Issue
-
In an HA configuration, you can see this stacktrace during the start process in the logs:
2016-08-24 11:06:12.763-0400 [id=53] SEVERE jenkins.InitReactorRunner$1#onTaskFailed: Failed Messaging.afterExtensionsAugmentedjava.lang.Error: java.lang.reflect.InvocationTargetException at hudson.init.TaskMethodFinder.invoke(TaskMethodFinder.java:110) at hudson.init.TaskMethodFinder$TaskImpl.run(TaskMethodFinder.java:176) at org.jvnet.hudson.reactor.Reactor.runTask(Reactor.java:282) at jenkins.model.Jenkins$8.runTask(Jenkins.java:926) at org.jvnet.hudson.reactor.Reactor$2.run(Reactor.java:210) at org.jvnet.hudson.reactor.Reactor$Node.run(Reactor.java:117) at java.util.concurrent.ThreadPoolExecutor.runWorker(ThreadPoolExecutor.java:1142) at java.util.concurrent.ThreadPoolExecutor$Worker.run(ThreadPoolExecutor.java:617) at java.lang.Thread.run(Thread.java:745) Caused by: java.lang.reflect.InvocationTargetException at sun.reflect.NativeMethodAccessorImpl.invoke0(Native Method) at sun.reflect.NativeMethodAccessorImpl.invoke(NativeMethodAccessorImpl.java:62) at sun.reflect.DelegatingMethodAccessorImpl.invoke(DelegatingMethodAccessorImpl.java:43) at java.lang.reflect.Method.invoke(Method.java:497) at hudson.init.TaskMethodFinder.invoke(TaskMethodFinder.java:106) ... 8 more Caused by: java.io.IOError: java.io.EOFException at org.mapdb.Volume$FileChannelVol.getDataInput(Volume.java:1011) at org.mapdb.Volume$FileChannelVol.getDataInput(Volume.java:781) at org.mapdb.StoreDirect.get2(StoreDirect.java:469) at org.mapdb.StoreWAL.get2(StoreWAL.java:336) at org.mapdb.StoreWAL.get(StoreWAL.java:320) at org.mapdb.Caches$HashTable.get(Caches.java:246) at org.mapdb.EngineWrapper.get(EngineWrapper.java:58) at org.mapdb.BTreeMap.<init>(BTreeMap.java:541) at org.mapdb.DB.getTreeMap(DB.java:805) at com.cloudbees.opscenter.context.Messaging$Local.open(Messaging.java:611) at com.cloudbees.opscenter.context.Messaging$Local.access$400(Messaging.java:541) at com.cloudbees.opscenter.context.Messaging.open(Messaging.java:484) at com.cloudbees.opscenter.context.Messaging.afterExtensionsAugmented(Messaging.java:59) ... 13 more Caused by: java.io.EOFException at org.mapdb.Volume$FileChannelVol.readFully(Volume.java:947) at org.mapdb.Volume$FileChannelVol.getDataInput(Volume.java:1008) ... 25 more
Resolution
The messaging
databases got corrupted, avoiding the cluster restart, and cannot be recreated automatically.
-
Stop all HA nodes.
-
Backup and remove the files
$JENKINS_HOME/messaging
,$JENKINS_HOME/messaging.p
and$JENKINS_HOME/messaging.t
. -
Start the cluster.
Resulting Issue that needs to be fixed
Because we are deleting this messaging database, the messaging from the Operations Center and the controller will be out of sync.
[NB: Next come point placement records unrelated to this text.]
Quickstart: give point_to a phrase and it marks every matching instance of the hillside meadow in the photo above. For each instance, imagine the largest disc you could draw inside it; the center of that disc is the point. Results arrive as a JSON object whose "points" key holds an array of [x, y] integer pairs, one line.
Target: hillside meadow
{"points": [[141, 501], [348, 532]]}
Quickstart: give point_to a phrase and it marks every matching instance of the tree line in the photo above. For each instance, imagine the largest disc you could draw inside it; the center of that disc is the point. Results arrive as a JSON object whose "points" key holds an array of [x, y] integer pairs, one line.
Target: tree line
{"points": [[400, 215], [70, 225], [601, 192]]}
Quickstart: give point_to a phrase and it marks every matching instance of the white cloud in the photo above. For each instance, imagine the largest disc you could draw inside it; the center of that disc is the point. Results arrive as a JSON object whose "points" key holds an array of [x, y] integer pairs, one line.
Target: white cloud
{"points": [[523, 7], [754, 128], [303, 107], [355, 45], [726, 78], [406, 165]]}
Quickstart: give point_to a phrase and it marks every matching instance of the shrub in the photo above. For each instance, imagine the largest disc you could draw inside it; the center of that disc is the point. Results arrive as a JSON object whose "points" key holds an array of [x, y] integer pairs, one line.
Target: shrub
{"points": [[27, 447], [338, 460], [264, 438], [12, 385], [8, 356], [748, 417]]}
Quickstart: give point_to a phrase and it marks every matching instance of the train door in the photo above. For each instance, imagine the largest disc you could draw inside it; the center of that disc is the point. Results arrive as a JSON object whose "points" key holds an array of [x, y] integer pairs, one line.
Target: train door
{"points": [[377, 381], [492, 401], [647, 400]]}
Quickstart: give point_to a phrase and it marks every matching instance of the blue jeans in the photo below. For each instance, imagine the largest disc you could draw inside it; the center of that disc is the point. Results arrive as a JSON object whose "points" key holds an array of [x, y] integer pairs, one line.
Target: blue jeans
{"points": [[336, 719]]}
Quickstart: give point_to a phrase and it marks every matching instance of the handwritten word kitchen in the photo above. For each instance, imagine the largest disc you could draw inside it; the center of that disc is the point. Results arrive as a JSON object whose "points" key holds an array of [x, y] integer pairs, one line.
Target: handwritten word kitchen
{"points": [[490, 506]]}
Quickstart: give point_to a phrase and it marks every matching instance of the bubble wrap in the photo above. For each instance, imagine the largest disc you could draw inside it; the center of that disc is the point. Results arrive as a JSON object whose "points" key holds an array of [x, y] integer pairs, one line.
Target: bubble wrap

We need to make sure to correct that issue.
-
Run this script on
Manage Jenkins> Script console
. This script will print out a list of connected controllers and their respective instance ID. -
Find the instance ID of the controller you just removed the database file for, and then look for that instance ID in the section beginning with `maxPulls: `
-
Record the number which comes up here: `- $INSTANCE_ID: $NUMBER `
-
Run this script on the
Manage Jenkins> Script console
of the controller:
import com.cloudbees.opscenter.context.Messaging; println Messaging.getInstance().local.outboxSequenceId Messaging.getInstance().local.outboxSequenceId.set($NUMBER+1); println Messaging.getInstance().local.outboxSequenceId
and set the $NUMBER value to the one found from the CJOC script above.
This will get your controller outboxSequenceId back to what it was before removing the database file.